Women and gay men were clearly seen as obstacles to and foes of Jewish art-world manhood. Both were viewed as unfriendly to coarse Jewish male behavior and manners, which they viewed as proof of Jewish philistinism and boorishness. This is what Jacobs is getting at when he complains of those that equated Hirshhorn's lack of polish with his supposed inability to appreciate art. Hoving made the same point regarding the Sculls. It was the bitchy press and the bitchy putdown--terms widely understood as code for gay men--that sought to exclude the rough new Jews of the art world. Sam Green, a friend of the non-Jewish Pop art collector Emily Tremaine, might have been one of the people Jacobs and Hoving had in mind.

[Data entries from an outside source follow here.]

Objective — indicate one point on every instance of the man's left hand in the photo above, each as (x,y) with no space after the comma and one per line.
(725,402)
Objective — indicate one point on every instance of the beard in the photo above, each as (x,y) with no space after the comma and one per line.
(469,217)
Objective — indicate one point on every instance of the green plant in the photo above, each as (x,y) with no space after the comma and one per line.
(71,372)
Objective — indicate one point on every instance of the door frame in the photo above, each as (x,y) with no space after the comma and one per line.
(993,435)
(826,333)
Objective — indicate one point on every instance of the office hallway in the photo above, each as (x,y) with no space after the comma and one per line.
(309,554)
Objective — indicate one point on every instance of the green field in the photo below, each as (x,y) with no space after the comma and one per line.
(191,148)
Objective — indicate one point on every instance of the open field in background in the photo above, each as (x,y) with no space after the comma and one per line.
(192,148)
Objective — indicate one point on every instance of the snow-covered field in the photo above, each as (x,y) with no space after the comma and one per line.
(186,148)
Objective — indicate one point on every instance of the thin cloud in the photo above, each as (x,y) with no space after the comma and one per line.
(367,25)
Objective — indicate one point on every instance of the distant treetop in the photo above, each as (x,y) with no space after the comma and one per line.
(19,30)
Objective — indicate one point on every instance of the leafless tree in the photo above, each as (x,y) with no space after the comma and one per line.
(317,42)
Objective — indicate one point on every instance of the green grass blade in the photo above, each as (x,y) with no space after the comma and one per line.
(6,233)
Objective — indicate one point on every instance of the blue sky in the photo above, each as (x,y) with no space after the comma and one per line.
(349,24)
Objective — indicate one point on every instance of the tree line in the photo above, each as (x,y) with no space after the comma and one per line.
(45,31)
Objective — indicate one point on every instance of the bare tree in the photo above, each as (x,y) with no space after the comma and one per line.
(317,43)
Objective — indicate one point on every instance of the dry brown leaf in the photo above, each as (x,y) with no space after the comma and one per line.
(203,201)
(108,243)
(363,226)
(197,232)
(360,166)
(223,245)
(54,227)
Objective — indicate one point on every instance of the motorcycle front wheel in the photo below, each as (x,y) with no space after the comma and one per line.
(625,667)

He felt the Sculls were "really scummy lower Manhattan Jewish hustlers."

 

The Jews were intent on making sure they were viewed that way. One example of this combative Jewish approach, which sought inclusion without assimilation, is offered by historian Oscar Handlin, who in 1940 joined the faculty at Harvard. Handlin "made no effort to disguise his brilliance, lower-class origins or religious background . . . he seized every opportunity to differ."

 

Postwar art Jews adopted the same strategy. For example, they loved to curse. Obscene language signaled their rough manliness, as against an arty refinement that overlapped with stereotypical female or gay behavior. In 1961, Milton Resnick screamed at the artist Club, "What is this stuff, involvement? I never saw it! I don't know what the fuck it looks like. I'm sick of it! I'm not involved! I'm not committed! I shit on those fucking lousy stupid words!" Al Held didn't "care whether Pollock fucked that day when he painted Number One or didn't fuck that day, or if he was drunk the night before or wasn't drunk the night before." Walter Gutman, art collector and finance whiz famous for his eccentric investing newsletter, felt Jewish art dealers were clever and non-Jewish, not. Ivan Karp had a "good 'Yiddish kopf'" and Sidney Janis was "always an extraordinary businessman." Charles Egan and Richard Bellamy, on the other hand, were "Fuck-ups." When minimalist artist, Carl Andre, told Artforum editor Philip Leider not to move his magazine to New York because the city would corrupt him, Leider replied, "Who in the fuck do you think you are, I'm as much of  a New Yorker as you are! More so, in fact, I was born and raised there; you come from Quincy, Massachussetts." In 1961, David Solinger engineered the Jewish take-over of the board at the Whitney Museum. When an interviewer asked him, how do you define artistic quality, Solinger replied, "It's like, uh, how do you define fucking?"

 

This was all part of the well-known ordeal of civility spelled out in John Murray Cuddihy's Ordeal of Civility: Freud, Marx, Levi-Strauss, and the Jewish Struggle With Modernity. In the Jewish art world, that title could be rewritten as Ordeal of Civility: Scull, Hirschhorn, Solinger, and the Jewish Struggle Against the Bitchy.